I have JDK 1.5 running on Windows XP (English version), and I have a PostgreSQL 7 database with encoding type being UTF-8. A java program takes in user input and store it into database.
If I type in Chinese (via Chinese input tool comes with Windows), the characters are stored into DB. Since Java String are encoded as UTF-16, there must be some conversion before the text can be written into a UTF-8 database, who is doing this, OS, JVM, or JDBC driver?
I added a little more functionality into the program, now that it uses JAXB (a xml parser and file generator) to convert the Chinese text into a XML element. I have used the default encoding type UTF-8 for the xml text. However, when i read the text from database, the XML parser fails because the text is not a valid UTF-8 text.

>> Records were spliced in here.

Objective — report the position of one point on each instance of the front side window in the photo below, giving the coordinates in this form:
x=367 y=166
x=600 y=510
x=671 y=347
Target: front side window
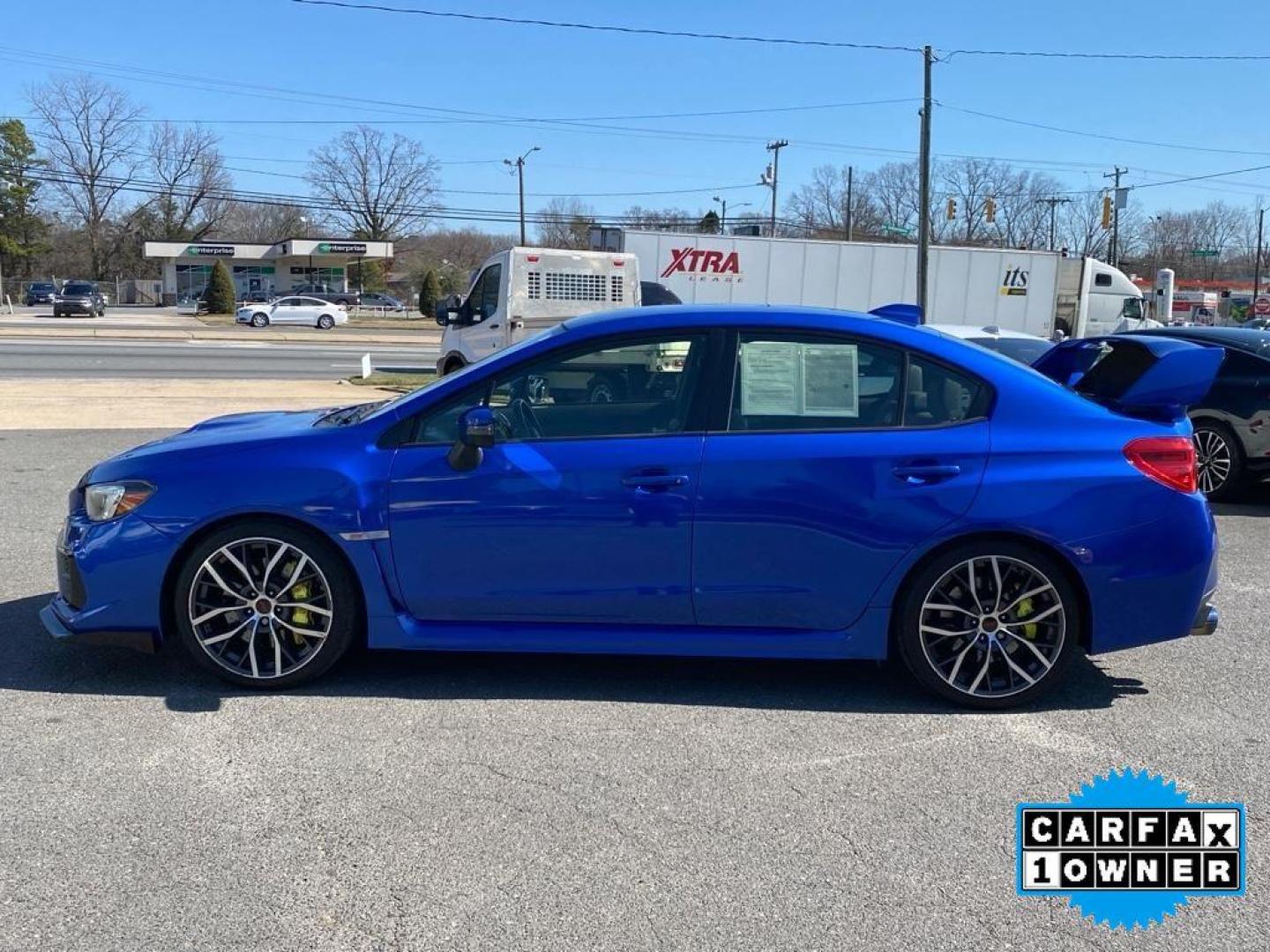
x=810 y=383
x=938 y=395
x=490 y=283
x=637 y=389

My workaround is to specify encoding type "GB2312" (for Chinese). Why do I have to that? Did not the program handle the text fine before without my sepcifying GB2312?
posted 10 years ago
In particular, I do not understand
1) how would database know these are Chinese text since I have not specified any Chinese encoding? I can see the Chinese text correctly when doing a "select * from" query.
2) why the database can handle UTF-8 fine, but the XML parser/generator cannot?
As far as I can see, the only difference is that my program calls 1) jdbc driver to store data into UTF-8
2) the XML generator to store data into UTF-8 and then store the generated text into database.